There are definitive signs that it is already happening - again. In the dark days when the collective backs of the auto companies were against the wall, the sense of urgency was palpable. The meetings were fewer and shorter, decisions came quicker and the inevitable hand-wringing was kept to a bare minimum. There was no time for wavering or indecision, because the clock was ticking, loudly. And the true leaders emerged to push the organization forward.

But then that urgency and focus on the product that served these companies so well in the dark days begin to slip almost imperceptibly. Distractions are everywhere, especially the distractions that come with taking the victory laps for the products that have already been introduced. That’s almost a full-time cottage industry for these executives, in fact. The awards. The auto shows. The genuflecting by the media. The constant talking about what's here now while they have to figure out what's coming next behind the scenes. No wonder the focus gets lost.

And then because of all of that the tone and tenor of the enterprise subtly but inevitably changes. And that’s when the slide begins. That laser-like focus on the product is replaced by a dark dance whereupon the process takes on a greater importance than the actual product itself. Meetings multiply, the hand-wringing ramps up, decisions get kicked down the road to another meeting and then the point gets blurred and eventually lost altogether.

And then, complacency sets in.

As a matter of fact, complacency is the single biggest fear of any visionary auto executive CEO – yes, there are still a few of those left – because once it sets in it spreads throughout the enterprise like a virulent disease that is almost impossible to stop once it gets cranked up. As you can imagine, this is a swirling maelstrom of Not Good.

Add to all of this the “arrogance creep” that permeates an organization after consecutive quarters of sales increases and you have a recipe for disaster, and the beginnings of another bust.

(What is “arrogance creep” exactly? I’ll give you a couple of examples of it: it’s when an executive has the audacity to think that having a nine-hour meeting so that he can impart his wisdom to the poor, downtrodden wretches in the media is perfectly acceptable behavior. Or, it’s when an executive starts taking victory laps even though they’re new to the job and haven’t done anything to deserve that kind of attention. Those are just two, needless to say there are many, many more.)

Yes, certainly economic factors contribute mightily to these boom-and-bust cycles, but make no mistake, when these car companies go off the rails they only have themselves to blame. Because if they dig deep and do some serious soul searching they will realize that they not only allowed it to happen, they willingly participated in it every step of the way.

But then again this is how it works in the Motor City. It’s part of the culture, pure and simple. You ride the big rocket for all it’s worth, and then you go down in flames in spectacular fashion.

In other words, it’s all good until it isn’t.

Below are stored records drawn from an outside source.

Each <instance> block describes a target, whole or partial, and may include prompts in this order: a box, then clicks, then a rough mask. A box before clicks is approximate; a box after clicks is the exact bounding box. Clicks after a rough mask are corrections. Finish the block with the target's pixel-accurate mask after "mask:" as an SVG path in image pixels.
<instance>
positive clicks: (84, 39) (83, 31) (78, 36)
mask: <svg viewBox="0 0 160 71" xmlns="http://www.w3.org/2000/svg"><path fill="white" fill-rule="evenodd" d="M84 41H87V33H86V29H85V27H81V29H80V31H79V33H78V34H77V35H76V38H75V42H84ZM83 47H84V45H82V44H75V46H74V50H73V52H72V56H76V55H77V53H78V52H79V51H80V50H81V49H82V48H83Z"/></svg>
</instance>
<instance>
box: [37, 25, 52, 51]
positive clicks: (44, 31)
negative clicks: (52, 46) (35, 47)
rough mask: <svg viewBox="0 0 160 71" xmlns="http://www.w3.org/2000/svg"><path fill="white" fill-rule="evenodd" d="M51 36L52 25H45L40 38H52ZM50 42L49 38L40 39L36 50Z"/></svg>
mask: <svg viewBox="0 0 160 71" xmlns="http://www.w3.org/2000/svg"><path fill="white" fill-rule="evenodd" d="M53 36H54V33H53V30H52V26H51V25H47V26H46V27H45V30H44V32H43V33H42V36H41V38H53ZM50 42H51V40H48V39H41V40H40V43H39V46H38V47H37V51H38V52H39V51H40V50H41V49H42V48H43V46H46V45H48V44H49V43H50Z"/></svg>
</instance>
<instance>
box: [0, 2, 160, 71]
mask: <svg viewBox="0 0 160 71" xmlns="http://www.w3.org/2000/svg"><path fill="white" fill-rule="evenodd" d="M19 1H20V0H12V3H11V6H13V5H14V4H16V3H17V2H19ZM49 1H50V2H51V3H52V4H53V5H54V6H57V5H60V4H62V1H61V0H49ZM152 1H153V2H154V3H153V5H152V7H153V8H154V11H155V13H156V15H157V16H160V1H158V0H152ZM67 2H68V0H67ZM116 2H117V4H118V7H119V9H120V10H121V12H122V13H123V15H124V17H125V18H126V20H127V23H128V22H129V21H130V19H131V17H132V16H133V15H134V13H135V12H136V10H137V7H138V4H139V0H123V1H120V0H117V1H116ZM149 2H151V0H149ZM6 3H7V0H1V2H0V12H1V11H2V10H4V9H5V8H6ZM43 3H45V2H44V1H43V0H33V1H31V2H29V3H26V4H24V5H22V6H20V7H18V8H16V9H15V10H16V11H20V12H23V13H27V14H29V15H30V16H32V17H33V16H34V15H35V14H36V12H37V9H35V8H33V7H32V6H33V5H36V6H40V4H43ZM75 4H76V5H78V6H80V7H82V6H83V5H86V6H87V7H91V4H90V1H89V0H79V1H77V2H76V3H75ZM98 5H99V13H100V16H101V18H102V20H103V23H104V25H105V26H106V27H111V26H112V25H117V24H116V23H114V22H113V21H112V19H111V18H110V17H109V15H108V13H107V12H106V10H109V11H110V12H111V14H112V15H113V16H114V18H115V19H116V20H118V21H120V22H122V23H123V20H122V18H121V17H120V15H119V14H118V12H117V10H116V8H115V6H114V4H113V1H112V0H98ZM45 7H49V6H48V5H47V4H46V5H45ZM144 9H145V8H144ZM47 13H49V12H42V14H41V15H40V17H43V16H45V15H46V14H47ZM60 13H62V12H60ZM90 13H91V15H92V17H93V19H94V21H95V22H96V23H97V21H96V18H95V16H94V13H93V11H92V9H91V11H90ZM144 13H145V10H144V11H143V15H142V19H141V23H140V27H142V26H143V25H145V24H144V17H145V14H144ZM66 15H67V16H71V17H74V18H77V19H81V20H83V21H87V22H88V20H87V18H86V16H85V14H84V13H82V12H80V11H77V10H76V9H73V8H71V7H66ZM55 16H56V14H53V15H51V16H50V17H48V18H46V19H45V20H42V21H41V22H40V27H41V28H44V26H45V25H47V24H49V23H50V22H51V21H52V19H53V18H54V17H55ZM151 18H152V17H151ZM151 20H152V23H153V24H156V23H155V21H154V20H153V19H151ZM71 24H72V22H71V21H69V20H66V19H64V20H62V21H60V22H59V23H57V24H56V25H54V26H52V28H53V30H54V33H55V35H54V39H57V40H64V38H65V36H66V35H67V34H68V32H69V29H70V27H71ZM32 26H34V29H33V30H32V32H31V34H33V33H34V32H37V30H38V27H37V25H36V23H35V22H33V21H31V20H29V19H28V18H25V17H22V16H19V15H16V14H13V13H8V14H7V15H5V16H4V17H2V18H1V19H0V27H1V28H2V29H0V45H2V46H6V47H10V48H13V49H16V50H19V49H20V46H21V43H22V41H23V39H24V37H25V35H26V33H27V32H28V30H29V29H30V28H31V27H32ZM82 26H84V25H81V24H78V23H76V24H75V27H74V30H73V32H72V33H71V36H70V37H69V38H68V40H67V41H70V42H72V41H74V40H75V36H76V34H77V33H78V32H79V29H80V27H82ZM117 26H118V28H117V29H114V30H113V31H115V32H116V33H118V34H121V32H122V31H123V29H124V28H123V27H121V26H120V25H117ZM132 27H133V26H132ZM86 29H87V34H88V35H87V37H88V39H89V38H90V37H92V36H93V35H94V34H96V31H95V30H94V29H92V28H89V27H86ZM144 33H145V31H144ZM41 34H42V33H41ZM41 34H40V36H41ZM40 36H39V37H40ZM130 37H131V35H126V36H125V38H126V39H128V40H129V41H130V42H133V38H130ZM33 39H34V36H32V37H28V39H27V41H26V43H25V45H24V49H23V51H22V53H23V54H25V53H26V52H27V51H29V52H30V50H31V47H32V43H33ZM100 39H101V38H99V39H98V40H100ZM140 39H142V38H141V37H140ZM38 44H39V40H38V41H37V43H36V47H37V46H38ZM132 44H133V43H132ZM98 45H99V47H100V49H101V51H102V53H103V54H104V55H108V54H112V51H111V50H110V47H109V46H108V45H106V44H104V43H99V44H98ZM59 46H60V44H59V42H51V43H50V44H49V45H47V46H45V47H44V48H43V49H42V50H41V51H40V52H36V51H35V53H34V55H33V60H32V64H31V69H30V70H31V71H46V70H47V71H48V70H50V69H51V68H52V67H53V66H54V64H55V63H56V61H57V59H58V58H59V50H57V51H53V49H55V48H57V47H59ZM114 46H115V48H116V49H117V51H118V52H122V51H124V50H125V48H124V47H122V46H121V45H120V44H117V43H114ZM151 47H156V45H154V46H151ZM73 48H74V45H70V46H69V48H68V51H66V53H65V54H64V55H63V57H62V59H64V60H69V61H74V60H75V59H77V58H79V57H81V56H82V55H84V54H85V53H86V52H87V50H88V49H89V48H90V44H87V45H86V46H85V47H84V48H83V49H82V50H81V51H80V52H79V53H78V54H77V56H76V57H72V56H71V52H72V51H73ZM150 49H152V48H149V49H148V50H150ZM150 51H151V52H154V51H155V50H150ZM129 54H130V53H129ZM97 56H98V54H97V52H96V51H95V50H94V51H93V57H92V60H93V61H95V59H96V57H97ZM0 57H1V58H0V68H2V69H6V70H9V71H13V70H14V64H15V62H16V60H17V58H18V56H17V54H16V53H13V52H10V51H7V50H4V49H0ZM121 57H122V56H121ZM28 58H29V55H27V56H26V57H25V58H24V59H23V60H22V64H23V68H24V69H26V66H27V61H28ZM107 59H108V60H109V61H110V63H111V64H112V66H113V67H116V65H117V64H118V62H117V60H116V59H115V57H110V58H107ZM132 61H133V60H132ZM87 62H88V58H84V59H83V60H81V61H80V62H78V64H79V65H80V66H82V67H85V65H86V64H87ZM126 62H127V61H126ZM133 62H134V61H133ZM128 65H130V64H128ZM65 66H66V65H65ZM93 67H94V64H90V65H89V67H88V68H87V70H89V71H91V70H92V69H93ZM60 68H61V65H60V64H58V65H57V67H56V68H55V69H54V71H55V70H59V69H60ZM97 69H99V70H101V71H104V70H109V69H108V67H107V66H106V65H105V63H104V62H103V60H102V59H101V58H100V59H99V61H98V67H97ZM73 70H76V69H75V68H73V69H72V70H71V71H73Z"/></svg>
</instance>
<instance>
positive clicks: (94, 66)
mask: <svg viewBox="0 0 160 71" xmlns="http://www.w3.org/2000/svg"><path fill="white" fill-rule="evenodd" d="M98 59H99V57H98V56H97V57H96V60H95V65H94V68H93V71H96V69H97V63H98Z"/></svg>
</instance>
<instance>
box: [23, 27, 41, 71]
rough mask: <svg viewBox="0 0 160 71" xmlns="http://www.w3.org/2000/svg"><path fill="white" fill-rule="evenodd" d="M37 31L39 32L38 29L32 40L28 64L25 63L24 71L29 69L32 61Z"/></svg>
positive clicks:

Is there any chance any of this will smooth out and this business as practiced here will evolve into an even flow of gradual increases and nice profits in a sustained growth pattern?

Not even.

For the collective car companies that toil under the moniker “Detroit, Inc.” the rocket ride of boom and bust punctuated by hand-wringing and complacency is the Devil they know intimately.

As a matter of fact, they couldn’t do it any other way.

And that’s the High-Octane Truth for this week.